I stopped. Not to quit. Just to stop for a moment. To sit with it. To reconnect with something underneath the exhaustion. I am not sure how long it took. Eventually, the voice got quieter, and something else took over. Not motivation. Not a surge. A decision. One more kilometer. And then another.
You do not conquer 560 kilometers. You just keep making the next decision.
The People
Ultra-distance racing selects for a particular kind of person. Not the fastest or the most talented, but people who have made a specific, slightly irrational choice to be out there. There was an immediate shorthand between you.

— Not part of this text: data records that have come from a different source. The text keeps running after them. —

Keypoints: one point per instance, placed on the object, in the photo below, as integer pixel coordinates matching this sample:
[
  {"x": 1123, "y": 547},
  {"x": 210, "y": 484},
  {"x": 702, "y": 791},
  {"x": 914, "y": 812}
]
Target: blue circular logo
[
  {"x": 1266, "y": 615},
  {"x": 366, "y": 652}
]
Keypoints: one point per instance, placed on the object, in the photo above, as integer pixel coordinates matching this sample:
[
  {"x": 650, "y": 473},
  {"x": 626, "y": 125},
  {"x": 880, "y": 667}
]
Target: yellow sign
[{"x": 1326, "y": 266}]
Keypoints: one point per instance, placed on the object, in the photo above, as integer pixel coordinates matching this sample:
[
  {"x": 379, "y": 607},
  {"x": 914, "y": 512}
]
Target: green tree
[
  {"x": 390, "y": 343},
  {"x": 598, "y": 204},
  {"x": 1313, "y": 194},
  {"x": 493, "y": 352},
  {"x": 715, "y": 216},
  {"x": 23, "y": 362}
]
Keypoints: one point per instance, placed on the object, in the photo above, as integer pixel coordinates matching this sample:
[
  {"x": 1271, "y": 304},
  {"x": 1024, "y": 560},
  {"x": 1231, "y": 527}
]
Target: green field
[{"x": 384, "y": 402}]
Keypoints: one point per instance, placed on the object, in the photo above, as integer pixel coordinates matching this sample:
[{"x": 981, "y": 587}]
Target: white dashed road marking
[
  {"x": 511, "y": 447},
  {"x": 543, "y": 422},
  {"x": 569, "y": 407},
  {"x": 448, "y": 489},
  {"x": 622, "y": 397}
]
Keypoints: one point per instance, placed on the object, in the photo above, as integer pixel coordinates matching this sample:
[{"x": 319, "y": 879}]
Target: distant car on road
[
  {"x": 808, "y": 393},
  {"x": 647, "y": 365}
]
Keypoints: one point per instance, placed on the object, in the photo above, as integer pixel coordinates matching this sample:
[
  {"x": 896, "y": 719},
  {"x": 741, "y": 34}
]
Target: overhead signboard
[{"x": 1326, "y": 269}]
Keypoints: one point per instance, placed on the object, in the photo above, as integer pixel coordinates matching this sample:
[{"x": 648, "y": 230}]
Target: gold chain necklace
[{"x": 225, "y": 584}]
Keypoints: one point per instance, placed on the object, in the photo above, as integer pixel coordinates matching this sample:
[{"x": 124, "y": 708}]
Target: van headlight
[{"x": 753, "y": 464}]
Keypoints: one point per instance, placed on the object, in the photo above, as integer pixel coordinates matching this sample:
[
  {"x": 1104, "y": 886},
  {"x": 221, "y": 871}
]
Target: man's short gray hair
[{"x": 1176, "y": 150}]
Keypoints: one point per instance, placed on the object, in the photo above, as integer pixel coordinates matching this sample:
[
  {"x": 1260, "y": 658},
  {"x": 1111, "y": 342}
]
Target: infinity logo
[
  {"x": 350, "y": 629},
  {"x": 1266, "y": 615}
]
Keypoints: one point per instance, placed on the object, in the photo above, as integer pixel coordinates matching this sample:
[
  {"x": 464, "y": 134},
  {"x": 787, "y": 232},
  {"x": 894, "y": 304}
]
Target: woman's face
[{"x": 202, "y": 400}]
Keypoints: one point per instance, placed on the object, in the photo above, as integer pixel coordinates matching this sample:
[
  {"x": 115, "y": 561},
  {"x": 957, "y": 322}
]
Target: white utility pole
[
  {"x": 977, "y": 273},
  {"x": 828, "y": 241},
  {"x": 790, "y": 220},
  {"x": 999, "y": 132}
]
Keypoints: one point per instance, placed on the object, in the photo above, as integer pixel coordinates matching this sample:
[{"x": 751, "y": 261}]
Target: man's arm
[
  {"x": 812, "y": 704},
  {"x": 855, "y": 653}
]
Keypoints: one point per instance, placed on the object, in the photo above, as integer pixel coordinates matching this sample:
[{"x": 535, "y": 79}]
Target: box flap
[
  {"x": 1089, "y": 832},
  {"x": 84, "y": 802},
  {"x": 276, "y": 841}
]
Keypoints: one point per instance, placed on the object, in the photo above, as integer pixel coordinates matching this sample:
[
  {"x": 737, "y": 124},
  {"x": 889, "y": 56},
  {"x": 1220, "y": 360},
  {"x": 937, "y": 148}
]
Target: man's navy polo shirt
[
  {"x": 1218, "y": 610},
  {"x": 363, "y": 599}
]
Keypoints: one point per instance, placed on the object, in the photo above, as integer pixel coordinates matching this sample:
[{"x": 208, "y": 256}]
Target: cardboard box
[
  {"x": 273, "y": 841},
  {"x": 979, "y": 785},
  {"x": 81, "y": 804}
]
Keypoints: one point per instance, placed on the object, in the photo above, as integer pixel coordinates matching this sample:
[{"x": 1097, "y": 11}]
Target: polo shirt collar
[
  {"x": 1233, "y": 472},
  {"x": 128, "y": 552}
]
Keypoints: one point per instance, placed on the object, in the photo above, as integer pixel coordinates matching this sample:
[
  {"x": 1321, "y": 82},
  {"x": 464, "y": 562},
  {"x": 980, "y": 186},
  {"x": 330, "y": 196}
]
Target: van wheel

You do not need to explain yourself.
I met incredible people on that course. At food stops, on the road, in brief moments where you are both standing somewhere, and the conversation just happens. Riders who checked on me when I looked empty. Riders I checked on when they did. Connections that lasted three minutes and somehow matter. The kind you only make when you are both completely broken and still somehow smiling at the absurdity of it all.
I came home with hope to be able to keep some of those experiences to last well beyond the finish line.

What Came Home With Me
I finished strong. Stronger than I expected.
But strong is the wrong word for how finishing felt. It was humble. Quiet. Happy, genuinely and deeply happy, but also a little sad. Something that had been the fixed point of months of preparation was suddenly over. The adventure that I had felt endless was now a memory. That bittersweet feeling at the finish line was something I was not prepared for.
560 kilometers changes something. Not in a grand, life-altering way that makes for a tidy conclusion. More subtle than that. The voice at kilometer 430 that told me to stop, I know it better now. I know it is not telling the truth. And next time, I will know it sooner.
On Safety
The safety conversation around The Traka is real, and it deserves honesty rather than a paragraph added just to feel responsible.
I felt the vulnerability out there. The freezing descent from Collada Fonda. The rough gravel in the dark. The moments when something went wrong would have meant a long wait for help. The event was growing fast, with thousands of riders on open roads over hundreds of kilometers, and the organization needed to scale its responsibilities at the same rate.
What I will actually carry from this race, though, was simpler. It was the riders who stopped to check on each other when it mattered. The young person in Molló who called his parents at an unreasonable hour. The person at Roses who made us coffee without being asked. Strangers extended small kindnesses to other strangers who were very far from home and very tired.
A culture worth protecting. Courage was not about the start. Sometimes it’s about knowing when to stop.

Would I Do It Again
This was my first time at the 560, but It will not be my last.
I’m already thinking about the gear upgrades. Feeling that particular itch for the adventure that I will always answer a yes to.
But first, I want to sit with this experience a little longer. The respect this race deserves. Some adventures deserve that.